Ik zoek een boek van de serie gone. Nergens heb ik hem gevonden maar de op de computer, waar ik ook op heb gezocht, stond dat hij er wel aanwezig was.

'Mevrouw...?'

Ik sta aarzelent te wachten tot ze haar aandacht op mij richt inplaats van op haar o-zo-bealangrijke computerscherm. Soms word ik gek van al die technische apparaten, het meest van computers. Sommige mensen worden er namelijk door geobsedeerd.

Ze kijkt me aan, kijkt weer naar haar scherm, stopt dan met typen en kijkt me dan weer aan. Vriendelijk dit keer.
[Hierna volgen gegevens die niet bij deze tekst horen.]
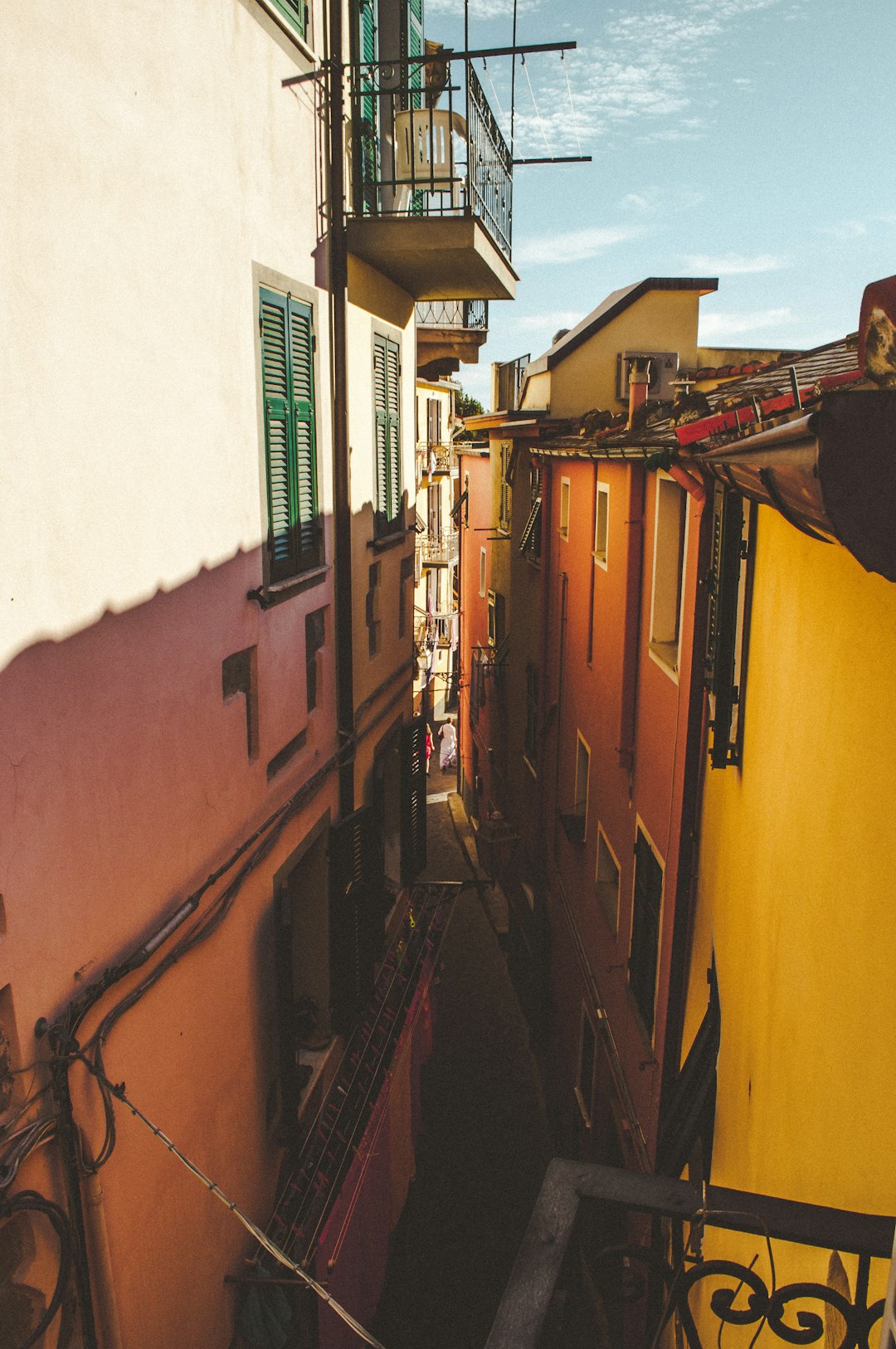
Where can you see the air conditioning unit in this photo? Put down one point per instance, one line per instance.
(665, 368)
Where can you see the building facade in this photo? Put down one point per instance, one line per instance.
(213, 788)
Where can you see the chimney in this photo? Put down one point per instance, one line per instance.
(639, 383)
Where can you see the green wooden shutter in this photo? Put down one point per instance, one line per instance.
(368, 142)
(303, 370)
(357, 913)
(296, 11)
(387, 431)
(288, 382)
(413, 799)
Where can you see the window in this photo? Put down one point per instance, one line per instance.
(372, 610)
(585, 1078)
(387, 433)
(531, 738)
(606, 881)
(314, 637)
(495, 618)
(668, 569)
(288, 389)
(602, 525)
(564, 508)
(575, 821)
(296, 11)
(404, 592)
(433, 421)
(644, 954)
(504, 506)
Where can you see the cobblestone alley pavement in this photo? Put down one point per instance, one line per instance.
(485, 1146)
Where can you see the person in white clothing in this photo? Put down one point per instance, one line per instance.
(448, 749)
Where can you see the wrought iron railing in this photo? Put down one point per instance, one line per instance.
(437, 547)
(435, 458)
(510, 382)
(420, 153)
(454, 314)
(616, 1258)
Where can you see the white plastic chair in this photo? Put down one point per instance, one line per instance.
(424, 154)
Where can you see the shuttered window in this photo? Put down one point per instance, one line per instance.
(387, 432)
(296, 12)
(288, 381)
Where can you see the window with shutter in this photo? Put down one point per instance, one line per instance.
(288, 386)
(387, 433)
(296, 14)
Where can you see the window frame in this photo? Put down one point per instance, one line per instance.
(602, 526)
(563, 529)
(299, 474)
(610, 911)
(586, 1103)
(648, 1021)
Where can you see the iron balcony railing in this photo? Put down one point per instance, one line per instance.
(428, 151)
(433, 629)
(510, 382)
(624, 1259)
(471, 314)
(437, 548)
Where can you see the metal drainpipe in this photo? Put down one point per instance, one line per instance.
(338, 281)
(563, 580)
(94, 1198)
(66, 1132)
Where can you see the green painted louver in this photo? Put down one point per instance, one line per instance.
(387, 431)
(296, 12)
(288, 375)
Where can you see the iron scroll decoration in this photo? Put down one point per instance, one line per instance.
(762, 1309)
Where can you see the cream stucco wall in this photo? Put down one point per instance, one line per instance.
(661, 320)
(153, 158)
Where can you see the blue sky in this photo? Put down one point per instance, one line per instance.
(753, 140)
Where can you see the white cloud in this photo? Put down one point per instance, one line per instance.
(732, 265)
(572, 246)
(726, 325)
(656, 73)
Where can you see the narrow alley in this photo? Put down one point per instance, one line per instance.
(485, 1144)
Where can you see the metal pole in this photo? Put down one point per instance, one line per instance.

'Ik zoek een boek van de serie gone er staat dat hij aanwezig is maar ik kan hem nergens vinden.'

"Zal ik even voor je kijken?"

Ik knik en kijk haar dankbaar aan, dan begint ze weer te typen.

"Gone zei je toch?"

Ik knik nog een keer en kijk mee. De eerste keer gaat het fout. Ze typt titel in plaat van reeks/serie. Ik moest haar zelfs verbeteren omdat we hem niet vonden maar nu, eindelijk, hebben we hem gevonden.

"Hij staat boven. Aan het einde van de gang. De voorste rij."

Ze kijkt even achterom naar de trap.

'O, oke dank u,' zeg ik en ik loop erheen. Achter me hoor ik het rammelende gtik van het toetsenbord weer opstarten. Als ik nog een keer achterom kijk zie ik dat ze als een zombie naar het scherm staart en als een tornado in de weer is om de juiste toetsen in te drukken. Net of het een test op leven of dood is.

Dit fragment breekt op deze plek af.